Once you have created your `model` variable, you can call `.fit()` and pass `X` and `y` as arguments.

**💡 For KATE to work, your model must be assigned to a variable called `model`**

**NOTE**: Since with this project your model will be trained directly on KATE, it is limited to models that can be trained under 1min.
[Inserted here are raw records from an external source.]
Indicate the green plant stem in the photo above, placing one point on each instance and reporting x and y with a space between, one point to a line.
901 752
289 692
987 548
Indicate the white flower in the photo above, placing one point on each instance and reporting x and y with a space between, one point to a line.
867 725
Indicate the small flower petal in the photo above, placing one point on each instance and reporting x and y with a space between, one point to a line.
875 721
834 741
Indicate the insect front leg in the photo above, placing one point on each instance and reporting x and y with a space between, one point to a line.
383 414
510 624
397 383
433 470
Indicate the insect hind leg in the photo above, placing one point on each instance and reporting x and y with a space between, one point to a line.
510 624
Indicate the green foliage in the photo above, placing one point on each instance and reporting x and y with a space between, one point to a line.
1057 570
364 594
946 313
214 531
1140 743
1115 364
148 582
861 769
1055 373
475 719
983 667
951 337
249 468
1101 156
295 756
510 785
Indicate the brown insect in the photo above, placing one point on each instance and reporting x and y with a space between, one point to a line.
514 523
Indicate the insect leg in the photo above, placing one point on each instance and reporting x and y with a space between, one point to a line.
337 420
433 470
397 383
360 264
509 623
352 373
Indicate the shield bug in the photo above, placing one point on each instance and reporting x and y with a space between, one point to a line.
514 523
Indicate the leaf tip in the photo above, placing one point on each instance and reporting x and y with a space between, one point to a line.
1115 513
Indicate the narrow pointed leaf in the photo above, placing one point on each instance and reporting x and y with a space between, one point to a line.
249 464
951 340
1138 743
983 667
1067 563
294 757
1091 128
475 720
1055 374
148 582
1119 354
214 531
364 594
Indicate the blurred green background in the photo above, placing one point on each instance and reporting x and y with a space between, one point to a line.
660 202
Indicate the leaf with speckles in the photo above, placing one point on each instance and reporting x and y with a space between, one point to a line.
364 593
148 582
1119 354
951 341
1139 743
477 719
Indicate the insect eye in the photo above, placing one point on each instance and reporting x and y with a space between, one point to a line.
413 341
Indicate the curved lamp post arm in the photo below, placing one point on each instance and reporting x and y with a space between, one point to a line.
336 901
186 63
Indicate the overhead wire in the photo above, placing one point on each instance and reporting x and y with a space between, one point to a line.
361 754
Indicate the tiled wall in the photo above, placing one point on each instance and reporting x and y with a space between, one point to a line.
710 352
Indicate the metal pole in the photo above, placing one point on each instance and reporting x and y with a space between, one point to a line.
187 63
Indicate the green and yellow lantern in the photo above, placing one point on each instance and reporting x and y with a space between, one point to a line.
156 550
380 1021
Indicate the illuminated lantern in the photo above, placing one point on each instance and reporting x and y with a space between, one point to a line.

You will receive a `TimeoutError` if your model takes too long.


In [40]:
# Your code here:

from sklearn.linear_model import LogisticRegression

lr = LogisticRegression(solver='lbfgs', max_iter = 1000)
lr.fit(X, y)

print(f"Accuracy score for Logistic Regression model: {lr.score(X, y)}")


from sklearn.naive_bayes import GaussianNB

gnb = GaussianNB()
gnb.fit(X, y)
print(f"Accuracy score for GaussianNB  model: {gnb.score(X, y)}")

from sklearn.tree import DecisionTreeClassifier

model = DecisionTreeClassifier(max_depth=40, min_samples_split=80)
model.fit(X, y)
print(f"Accuracy score for DecisionTreeClassifier  model: {model.score(X, y)}")


# from sklearn.ensemble import RandomForestClassifier 
# rfc = RandomForestClassifier()
# rfc.fit(X, y)
# print(f"Accuracy score for DecisionTreeClassifier  model: {rfc.score(X, y)}")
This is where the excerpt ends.